Genicon, Inc. (Genicon) is a foreign corporation based in Florida, United States of America, which designs, produces,
and distributes "patented surgical instrumentation focused exclusively on laparoscopic surgery." Petitioner, a physician by
profession, entered into a contract with Genicon to be its exclusive distributor of Genicon laparoscopic instruments in the
Philippines, as evidenced by a Distribution Agreement dated 18 July 2007. Petitioner, in turn, entered into a Memorandum of
Agreement (MOA) with respondent to facilitate the marketing and sale of Genicon laparoscopic instruments in the Philippines.
Under the MOA, respondent would be compensated for ₱100,000.00 "for the use of respondent’s name, office, secretary,
invoices, official receipts and facilities x x x for every sale of a complete set of Genicon laparoscopic instruments x x x."
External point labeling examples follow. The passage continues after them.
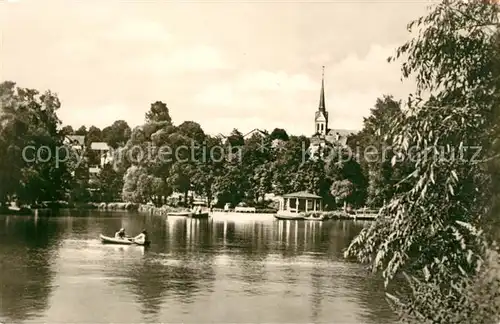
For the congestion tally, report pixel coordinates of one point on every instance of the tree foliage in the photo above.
(432, 232)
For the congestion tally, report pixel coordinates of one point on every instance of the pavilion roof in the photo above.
(301, 194)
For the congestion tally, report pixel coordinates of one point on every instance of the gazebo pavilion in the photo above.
(301, 201)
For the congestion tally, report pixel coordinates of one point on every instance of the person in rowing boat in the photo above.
(143, 237)
(120, 234)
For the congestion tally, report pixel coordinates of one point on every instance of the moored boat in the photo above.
(127, 241)
(284, 215)
(318, 218)
(199, 215)
(182, 214)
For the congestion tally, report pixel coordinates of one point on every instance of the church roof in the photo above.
(322, 106)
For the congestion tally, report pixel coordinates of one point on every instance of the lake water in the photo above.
(236, 269)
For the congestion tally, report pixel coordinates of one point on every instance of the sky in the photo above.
(224, 64)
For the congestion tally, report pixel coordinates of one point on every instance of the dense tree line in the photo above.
(231, 169)
(437, 231)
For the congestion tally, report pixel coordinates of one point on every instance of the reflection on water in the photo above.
(54, 269)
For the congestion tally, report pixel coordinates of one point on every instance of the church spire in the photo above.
(322, 94)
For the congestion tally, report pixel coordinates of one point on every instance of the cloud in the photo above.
(138, 31)
(187, 59)
(98, 115)
(352, 85)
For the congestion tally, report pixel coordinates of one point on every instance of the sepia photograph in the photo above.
(250, 161)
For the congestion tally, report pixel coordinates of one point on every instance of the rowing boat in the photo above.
(126, 241)
(199, 215)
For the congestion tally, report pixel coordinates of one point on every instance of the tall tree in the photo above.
(158, 113)
(433, 234)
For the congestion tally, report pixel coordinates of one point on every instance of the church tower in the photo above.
(321, 116)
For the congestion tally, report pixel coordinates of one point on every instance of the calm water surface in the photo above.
(225, 269)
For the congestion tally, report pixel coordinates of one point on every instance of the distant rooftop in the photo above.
(76, 139)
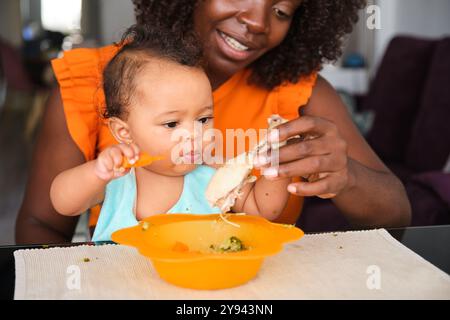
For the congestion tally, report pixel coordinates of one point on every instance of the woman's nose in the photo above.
(256, 16)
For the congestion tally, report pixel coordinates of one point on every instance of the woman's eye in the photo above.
(205, 120)
(171, 125)
(281, 14)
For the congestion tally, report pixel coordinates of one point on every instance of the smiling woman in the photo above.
(262, 58)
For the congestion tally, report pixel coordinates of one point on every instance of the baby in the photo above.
(154, 86)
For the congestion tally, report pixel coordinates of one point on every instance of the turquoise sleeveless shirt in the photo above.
(118, 209)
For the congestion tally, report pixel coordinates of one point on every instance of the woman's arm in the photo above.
(78, 189)
(367, 192)
(55, 151)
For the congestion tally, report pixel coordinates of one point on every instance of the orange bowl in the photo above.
(179, 247)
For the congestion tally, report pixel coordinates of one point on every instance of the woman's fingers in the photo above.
(307, 166)
(301, 126)
(326, 187)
Respondent sent a price quotation to Pampanga Medical Specialist Hospital, Inc. (PMSHI), which thereafter agreed to
purchase a Genicon laparoscopic instrument for Two Million Six Hundred Thousand Pesos (₱2,600,000.00). Then, petitioner
ordered the laparoscopic instrument from Genicon, which in turn shipped the medical equipment to the Philippines. Respondent
undertook the release of the laparoscopic instrument from the Bureau of Customs and subsequently delivered the same to
PMSHI. From the total amount of ₱2,600,000.00 paid by PMSHI to respondent, the latter’s president Joaquin Ortega deducted
₱100,000.00 as respondent’s compensation for its services pursuant to the MOA. Respondent remitted to petitioner
₱2,430,000.00 only, instead of ₱2,500,000.00. Despite petitioner’s repeated demands, respondent failed to remit the remaining
balance of ₱70,000.00 from the proceeds of the sale of the laparoscopic instrument. Consequently, petitioner filed a collection
suit against respondent with the Metropolitan Trial Court, Branch 79, Las Piñas City (MeTC)

Issue:
WON the respondent has the right to retain the balance of the proceeds of the sale in the amount of Php 70,000.00.

Ruling:
No. There is no dispute that the ₱70,000.00 respondent withheld from petitioner formed part of the proceeds of the
sale of the Genicon laparoscopic instrument.
Respondent, however, claims that the ₱70,000.00 represents a portion of the total VAT due from the Genicon
transaction which is allegedly petitioner’s obligation under paragraph V of the MOA which states: "All taxes/expenses and
expenses related to Genicon transactions shall be the responsibility of petitioner."
Basic is the principle that a contract is the law between the parties, and its stipulations are binding on them, unless the
contract is contrary to law, morals, good customs, public order or public policy. Indeed, paragraph V of the MOA obligates
petitioner to pay the taxes due from the sale of the Genicon laparoscopic instrument. Petitioner admits that he is the one
"responsible in the payment of the EVAT and not the respondent, who merely acted as the marketer" of the Genicon
laparoscopic instrument. Hence, as between petitioner and respondent, petitioner bears the burden for the payment of VAT.